# Can all programs with mutable state be refactored in programs without?

Given the space A of all programs that could be possibly written in a given language and given the space B of all programs that could be possibly written in the same language but without any mutable state: can we be sure that with just B we can solve all the same problems we could solve with A ?

• So you would move that "mutable state" as (non mutable) input parameters to programs in B? – CFrei Jun 28 '17 at 7:28

There is no general notion of "mutable state" for a generic language. I believe we need to restrict this question to some specific language.

For instance, consider a basic imperative language with arithmetic expressions ($*,+,-$), read input, write output, assignment, composition, conditional ($e=0$ guards), and while loop. No user-defined functions, hence no recursion. Unbounded-precision integer variables. Forbidding mutability would greatly affect the computational power. Unrestricted, it is Turing powerful, but after restriction becomes a very weak language which is able (I believe) to compute only piecewise polynomials / divergence.

If the language is instead a higher order functional language with recursion and assignment (e.g. Scheme), forbidding mutability will not affect its computational power: it was and remains Turing powerful. Mutable state can still be simulated without mutability. A way to do it is to encode state-mutating functions $f$ as pure functions $f({\sf input},{\sf old\_ state})=({\sf output},{\sf new\_state})$ (see the so-called "state monad" in functional programming).

Further, Turing & Church proved that the (pure) $\lambda$-calculus has the same power of the Turing machine.

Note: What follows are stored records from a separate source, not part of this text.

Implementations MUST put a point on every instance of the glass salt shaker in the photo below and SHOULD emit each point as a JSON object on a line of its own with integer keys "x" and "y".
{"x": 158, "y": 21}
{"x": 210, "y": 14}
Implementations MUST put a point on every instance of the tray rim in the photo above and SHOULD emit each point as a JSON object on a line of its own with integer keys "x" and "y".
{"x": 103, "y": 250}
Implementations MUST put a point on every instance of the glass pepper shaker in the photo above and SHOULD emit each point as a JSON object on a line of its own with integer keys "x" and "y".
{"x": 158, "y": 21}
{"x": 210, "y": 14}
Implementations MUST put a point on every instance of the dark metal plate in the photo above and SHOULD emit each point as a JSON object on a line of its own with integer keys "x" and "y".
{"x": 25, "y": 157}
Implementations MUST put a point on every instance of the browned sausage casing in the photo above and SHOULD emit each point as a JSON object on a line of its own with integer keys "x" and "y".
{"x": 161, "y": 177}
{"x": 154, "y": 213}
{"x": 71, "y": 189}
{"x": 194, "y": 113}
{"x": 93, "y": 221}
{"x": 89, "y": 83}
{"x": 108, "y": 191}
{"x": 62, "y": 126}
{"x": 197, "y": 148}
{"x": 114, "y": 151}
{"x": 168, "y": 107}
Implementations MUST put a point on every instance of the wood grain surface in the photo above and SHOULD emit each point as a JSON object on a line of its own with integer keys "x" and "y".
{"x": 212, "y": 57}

So this is a pretty established result! It is one of the very first discoveries that started computer science in the 30s.

• In your example if you restrict the state to be mutable then the while loop may as well be a if. However if you allow Phi nodes then you suddenly have a SSA language. Though I don't know if that's cheating. – ratchet freak Jun 28 '17 at 12:02
• @ratchetfreak Yes, it is an if, but it also allows to express non termination. Not that useful, but something that you can't achieve with if alone. – chi Jun 28 '17 at 13:00

Yes, there is such a transformation.

Consider a programming language which has a number of commands $c_1, \ldots, c_n$ that manipulate state. When we run a program, it starts in some initial state $s_0$. As commands are executed, they change the state so that it goes through a series of configurations $s_0, \ldots, s_k$ (the series may be infinite if the program runs forever).

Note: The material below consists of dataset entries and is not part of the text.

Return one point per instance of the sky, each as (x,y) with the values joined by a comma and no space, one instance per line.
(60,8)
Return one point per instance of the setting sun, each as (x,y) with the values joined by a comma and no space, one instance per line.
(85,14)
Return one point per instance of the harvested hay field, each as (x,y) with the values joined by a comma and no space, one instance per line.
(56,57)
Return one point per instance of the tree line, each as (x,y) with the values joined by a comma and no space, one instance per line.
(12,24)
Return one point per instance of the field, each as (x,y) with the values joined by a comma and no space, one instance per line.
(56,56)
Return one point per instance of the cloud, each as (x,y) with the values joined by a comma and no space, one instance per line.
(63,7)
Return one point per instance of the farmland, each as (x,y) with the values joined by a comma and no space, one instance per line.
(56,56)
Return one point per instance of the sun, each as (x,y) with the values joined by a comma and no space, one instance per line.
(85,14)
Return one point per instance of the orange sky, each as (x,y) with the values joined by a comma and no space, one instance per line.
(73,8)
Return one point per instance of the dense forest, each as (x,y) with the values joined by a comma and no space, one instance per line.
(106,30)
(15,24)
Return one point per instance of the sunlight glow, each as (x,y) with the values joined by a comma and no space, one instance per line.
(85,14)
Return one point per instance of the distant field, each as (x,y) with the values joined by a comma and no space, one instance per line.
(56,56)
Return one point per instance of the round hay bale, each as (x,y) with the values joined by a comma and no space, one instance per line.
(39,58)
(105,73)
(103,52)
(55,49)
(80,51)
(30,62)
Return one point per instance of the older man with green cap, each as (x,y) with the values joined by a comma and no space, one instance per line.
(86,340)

Instead of there being one global state $s$ which changes with time, we will instead make sure that every command and every function takes in the current state and outputs the new state. We will then "pass along" the "current state" throughout the program in a systematic way. For instance, if there is a command $\mathtt{INCR}(\ell)$ which increases the counter at memory position $\ell$, we will change it to a stateless function $\mathtt{INCR}' : \mathtt{State} \times \mathtt{Location} \to \mathtt{State}$ which takes the "current state" and a location, and returns the new state. In general, any construct $c$ which takes as input $A$ and outputs $B$ will be transformed to a construct $c'$ which takes as input $\mathtt{State} \times A$ and outputs $\mathtt{State} \times B$.

This sort of transformation can be performed systmatically so that in the end we obtain a stateless program which takes as input the initial state and outputs the final state (as well as whatever output it was going to give). I did not explain all the details, but they are there and are well known. Various complications, such as local state, can be dealt with. A good exercise is this: take a language with a fixed number of stateful variables, say a, b, c, and think about transformations that replace the variables with state, say a triple (a,b,c), which is passed along (if there are any while loops they will have to be replaced with recursive functions).

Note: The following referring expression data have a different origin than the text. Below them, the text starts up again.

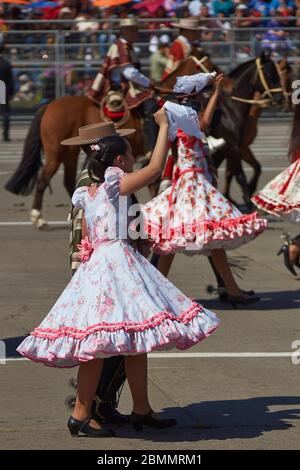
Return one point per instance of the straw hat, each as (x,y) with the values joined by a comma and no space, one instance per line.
(187,23)
(93,132)
(129,23)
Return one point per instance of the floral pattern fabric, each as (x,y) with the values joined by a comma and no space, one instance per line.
(192,215)
(117,302)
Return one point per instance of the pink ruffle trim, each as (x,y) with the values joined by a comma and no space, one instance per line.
(274,207)
(152,322)
(66,347)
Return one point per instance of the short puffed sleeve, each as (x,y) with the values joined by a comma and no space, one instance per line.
(78,198)
(112,177)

In fact, this is how state is implemented in purely functional languages. Haskell has the state monad, for instance, which does precisely what I described above.

You need to define what "mutable state" means. In one interpretation space A is all Turing machines and space B is all the read-only Turing machines. Read-only Turing machines are only as powerful as DFAs.

If you allow one-time writing to new tape in space B then by copying the string over to new tape and making certain substitutions to the string, you can create a String Rewriting System which is Turing complete.